Он бы не смог ответить Павлу, даже если бы и хотел, потому что и сам не знал, что у них с Ингой сейчас. Они провели эту ночь в одной постели, но что-то говорило ему, что вряд ли стоит считать это новым витком отношений. Просто все имеет свою цену, и Инга это прекрасно понимала.
– Вот его дом, – показал Павел Троцкому. – Он говорил, что никуда не уедет… Это к нему кто-то приехал… Охренеть, впервые вижу инвалида на «яге», смотри, вон значок. Нормальная такая инвалидная коляска, лошадей на четыреста, а то и все пятьсот… О, сегодня врач даже не боится простыть, выскочил на улицу почти без одежды. Я худею…
– Если к нему и вправду инвалид приехал, то это простая вежливость. Ему-то выйти проще из дома, чем гостю зайти.
– Это-то понятно, – сказал Павел, паркуясь на обочине напротив таунхауса. – Только что это за инвалид такой, интересно. Наверняка поздоровее нас обоих. Пойдем-ка!
Они вышли и остановились возле своего «мерседеса», наблюдая, как Зарайский, одетый не для улицы, стоял возле «ягуара» белого цвета, что-то объясняя его водителю через опущенное стекло. Вид у бывшего хозяина медицинского центра был как у провинившегося школьника. Он поднял глаза, посмотрел на них, будто только сейчас заметил, и вдруг изменился в лице. Сделал водителю «ягуара» жест, означавший что-то вроде «извините, я на минуточку», и бросился к Павлу и Троцкому через дорогу, скользя в мягких домашних туфлях.
– Молодые люди, здравствуйте! – он энергично потряс протянутую руку Павла, затем Троцкого. – Хорошо, что вы приехали. Накладка одна вышла. Во вчерашнем кабриолете, на котором уехала ваша девушка, была папка. Из коричневой кожи, с документами, выписками, результатами анализов. Я веду одну пациентку, – Зарайский махнул рукой в сторону «ягуара». – Она получила травму позвоночника при… При одних обстоятельствах. Пуля в нее попала. Теперь не может ходить, но надежда на восстановление остается. Провели кучу исследований, все результаты анализов находились вместе с медицинской картой больного. Карту я забрал домой, думал, поработаю, но за всеми своими горестями – вы знаете, о чем я, – забыл в своем «инфинити». Когда его забирала жена, она – понимаете же, наше общение происходит теперь с трудом – заходила в гараж без меня. Сказала, что папку бросила в пригнанный ею «BMW». Бросила и бросила, я и забыл об этом. А потом вы «BMW» забрали. И где-то в нем должна быть эта папка. Думаю, завалилась на пол… Не могли бы вы позвонить тому, у кого сейчас машина, и попросить поискать документы?.. Это последняя пациентка в моей практике. Собираемся отправлять ее в Германию на операцию, надо проконсультироваться еще с парой специалистов, а тут такой казус… Не хочется заканчивать дела на такой ноте, молодые люди, вы уж поверьте! Да и пациентка, – Зарайский обернулся на «ягуар», – не сильно всем этим довольна…
– Ну что, говорить, что «бэху» его угнали? – посмотрел Павел на Костаса.
– Как угнали? – замер Зарайский. – О чем вы?

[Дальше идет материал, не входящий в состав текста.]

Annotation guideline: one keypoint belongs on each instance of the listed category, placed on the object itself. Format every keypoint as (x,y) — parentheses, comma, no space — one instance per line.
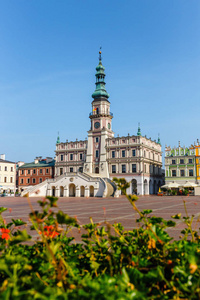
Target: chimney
(2,156)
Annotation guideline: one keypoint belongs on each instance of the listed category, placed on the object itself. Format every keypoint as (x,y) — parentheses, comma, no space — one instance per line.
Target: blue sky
(48,55)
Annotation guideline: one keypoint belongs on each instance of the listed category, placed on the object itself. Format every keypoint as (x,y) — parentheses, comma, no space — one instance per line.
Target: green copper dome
(100,90)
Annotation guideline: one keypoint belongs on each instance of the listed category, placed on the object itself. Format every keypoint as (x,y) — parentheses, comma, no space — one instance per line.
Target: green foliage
(110,263)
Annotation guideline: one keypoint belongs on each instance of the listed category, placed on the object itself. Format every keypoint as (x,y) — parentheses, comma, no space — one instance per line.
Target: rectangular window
(174,173)
(123,168)
(182,173)
(133,168)
(113,168)
(191,173)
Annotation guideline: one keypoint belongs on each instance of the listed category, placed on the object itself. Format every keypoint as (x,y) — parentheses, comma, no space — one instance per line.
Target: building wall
(180,164)
(34,173)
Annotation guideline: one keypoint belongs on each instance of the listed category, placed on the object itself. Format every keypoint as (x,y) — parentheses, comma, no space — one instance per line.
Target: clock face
(97,125)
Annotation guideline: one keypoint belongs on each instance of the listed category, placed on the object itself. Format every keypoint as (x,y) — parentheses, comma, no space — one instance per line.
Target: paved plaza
(113,210)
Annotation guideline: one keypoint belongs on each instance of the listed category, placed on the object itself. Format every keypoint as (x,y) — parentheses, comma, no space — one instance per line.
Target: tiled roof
(40,164)
(7,161)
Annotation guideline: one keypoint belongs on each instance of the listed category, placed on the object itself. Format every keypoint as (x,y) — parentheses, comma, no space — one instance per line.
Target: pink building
(136,158)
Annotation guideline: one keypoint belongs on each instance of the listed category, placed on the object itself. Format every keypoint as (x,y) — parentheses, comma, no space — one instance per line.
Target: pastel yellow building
(7,176)
(197,154)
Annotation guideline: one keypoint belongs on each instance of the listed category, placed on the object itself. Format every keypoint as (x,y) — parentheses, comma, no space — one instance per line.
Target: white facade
(103,156)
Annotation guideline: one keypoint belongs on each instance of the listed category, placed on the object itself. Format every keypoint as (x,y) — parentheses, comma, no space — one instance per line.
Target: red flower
(5,234)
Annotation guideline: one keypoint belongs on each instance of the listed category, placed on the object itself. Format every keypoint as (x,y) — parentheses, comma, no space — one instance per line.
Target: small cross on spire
(100,54)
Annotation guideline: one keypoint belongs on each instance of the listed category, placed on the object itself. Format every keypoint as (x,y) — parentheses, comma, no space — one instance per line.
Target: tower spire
(58,139)
(100,91)
(100,54)
(159,139)
(139,130)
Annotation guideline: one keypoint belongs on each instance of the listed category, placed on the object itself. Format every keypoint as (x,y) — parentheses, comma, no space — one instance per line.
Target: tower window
(190,172)
(182,173)
(174,173)
(123,168)
(113,168)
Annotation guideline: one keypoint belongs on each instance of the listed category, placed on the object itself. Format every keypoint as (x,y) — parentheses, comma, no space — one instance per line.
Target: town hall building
(86,168)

– Вместе с картой больного, думаю, – пожал плечами коллектор. – А она очень нужна?
– Э-э-э… – Зарайский растерялся. – Нужна. Очень. Без нее, прямо сказать, никуда. Столько времени потеряем. Да и нет его…

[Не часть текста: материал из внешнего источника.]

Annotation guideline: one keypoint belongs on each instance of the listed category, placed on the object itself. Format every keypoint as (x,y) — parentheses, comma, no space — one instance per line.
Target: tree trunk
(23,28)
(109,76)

– А вам никто не звонил по поводу машины? Никто не предлагал выкупить ее? – поинтересовался Троцкий.
– Да с какой стати! – взвился Зарайский.
– Тихо, – предостерегающе поднял руку Павел и снова взглянул на Троцкого. – Я вот что думаю: та, чьи записи этот Нехворайкин профачил, баба же? – ездит на «яге», стреляли в нее… Прямо авторитет какой-то криминальный. Тони Сопрано в юбке. Может, захочет нам помочь?.. В ее интересах, как бы. Подожди-ка меня тут.